Talvez uma simples retrospectiva de filmes não fizesse mesmo justiça a Rogério Sganzerla. Menino prodígio como escritor, crítico do Estadão aos 17 anos (por indicação de Décio de Almeida Prado), aos 21 botou na praça um filme-bólido que virou de cabeça para baixo o cinema brasileiro daquele tempo ? O Bandido da Luz Vermelha. Era 1968, e ele expressava o desespero político da época. Detalhe: foi feito antes do AI-5, sendo portanto premonitório. Desde então, Sganzerla viveu uma vida provocativa, antenado com as vanguardas e tendo como profissão de fé o cinema de invenção. Brigou com o Cinema Novo e fechou com Orson Welles, uma de suas referências maiores. Tanto assim que dirigiu nada menos do que uma tetralogia em torno do mestre norte-americano de Cidadão Kane. Rogério começou muito cedo e também morreu antes da hora, indo-se aos 57 anos, em 2004. Sim, Rogério Sganzerla, ser múltiplo, merecia mais do que uma retrospectiva. Merecia uma Ocupação, que é o nome que se dá ao evento multimídia que começa hoje para convidados no Itaúcultural e abre amanhã para o público.
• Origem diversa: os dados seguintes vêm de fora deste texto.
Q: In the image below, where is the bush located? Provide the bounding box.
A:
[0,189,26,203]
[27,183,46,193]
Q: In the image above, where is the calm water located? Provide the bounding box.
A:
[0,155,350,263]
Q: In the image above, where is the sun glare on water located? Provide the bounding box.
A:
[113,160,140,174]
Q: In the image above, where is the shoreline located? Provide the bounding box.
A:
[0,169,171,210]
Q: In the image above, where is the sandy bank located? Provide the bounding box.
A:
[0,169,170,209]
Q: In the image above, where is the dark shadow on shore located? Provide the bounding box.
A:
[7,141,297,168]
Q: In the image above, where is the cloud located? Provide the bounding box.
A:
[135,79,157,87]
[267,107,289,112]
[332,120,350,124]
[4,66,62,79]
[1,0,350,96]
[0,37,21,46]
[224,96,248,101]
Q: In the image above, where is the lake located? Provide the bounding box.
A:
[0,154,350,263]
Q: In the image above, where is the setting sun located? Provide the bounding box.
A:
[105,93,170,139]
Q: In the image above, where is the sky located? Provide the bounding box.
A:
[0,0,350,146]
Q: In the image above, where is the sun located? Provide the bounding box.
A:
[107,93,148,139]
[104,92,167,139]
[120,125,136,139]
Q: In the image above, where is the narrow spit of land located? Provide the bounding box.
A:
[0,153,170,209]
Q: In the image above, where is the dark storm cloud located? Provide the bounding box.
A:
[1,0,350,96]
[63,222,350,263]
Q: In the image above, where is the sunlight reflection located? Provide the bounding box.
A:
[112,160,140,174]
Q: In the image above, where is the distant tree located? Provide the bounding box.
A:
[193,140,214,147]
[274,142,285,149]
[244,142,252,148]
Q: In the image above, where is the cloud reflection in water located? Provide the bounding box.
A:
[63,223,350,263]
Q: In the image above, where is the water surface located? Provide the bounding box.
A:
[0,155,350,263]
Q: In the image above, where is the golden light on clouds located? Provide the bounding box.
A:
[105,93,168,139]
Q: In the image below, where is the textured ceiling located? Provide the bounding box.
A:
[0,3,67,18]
Em que consiste essa Ocupação, que tem como curador o cineasta Joel Pizzini? "Numa aproximação multimídia ao universo do artista, a começar pela noite de abertura que terá a música de Lanny Gordin e presença do coletivo de Vjs Embolex", explica Pizzini. Gordin, guitarrista famoso na São Paulo dos anos 1960, aparece num dos filmes de Rogério. Os dois têm tudo a ver. Além disso, une-se, metonimicamente, a outra das referências permanentes do cineasta ? o guitarrista norte-americano Jimmi Hendrix, a quem Rogério também dedicou um filme e sua admiração de toda a vida.

Compulsão. As aproximações prosseguem pela exibição de uma memoriabilia sganzerliana, composta de manuscritos, roteiros (filmado e inéditos), objetos de uso pessoal como sua máquina de escrever. Material obtido com a família: a viúva Helena Ignez e as filhas do casal, as atrizes Sinai e Djin. Rogério, nesse particular, era como Glauber Rocha, outro escritor compulsivo. Ao morrer, ambos deixaram acervo incrível de material impresso. Parte dessa herança estará exposta. Mas a preocupação da curadoria é de que a mostra não tivesse caráter museológico, pois nada menos aparentado à personalidade de Rogério do que um museu. Assim, haverá um espaço com projeção de imagens para expor os eixos principais da visão de mundo de Sganzerla: além de Welles e Hendrix, Oswald de Andrade e Noel Rosa. Também estará disponível ao público uma "guitarra interativa", que edita imagens dos filmes de Sganzerla (inclusive o raro Mudança de Hendrix) à medida em que o participante toca as notas. É ver para crer.

Em meio a tanto auê, sim: há os filmes. E, como diria um cinéfilo inveterado, aqui chegamos ao que de fato interessa, ao "x" da questão. Porque Rogério poderia ser tudo o que foi, rapaz precoce e boa pinta, cabeça brilhante e jeitão de hippie dos anos 1970, casado com mulher bonita e dando entrevistas radicais ao Pasquim; poderia ser tudo isso e não ser nada, não fossem seus filmes ou, pelo menos, alguns deles em particular.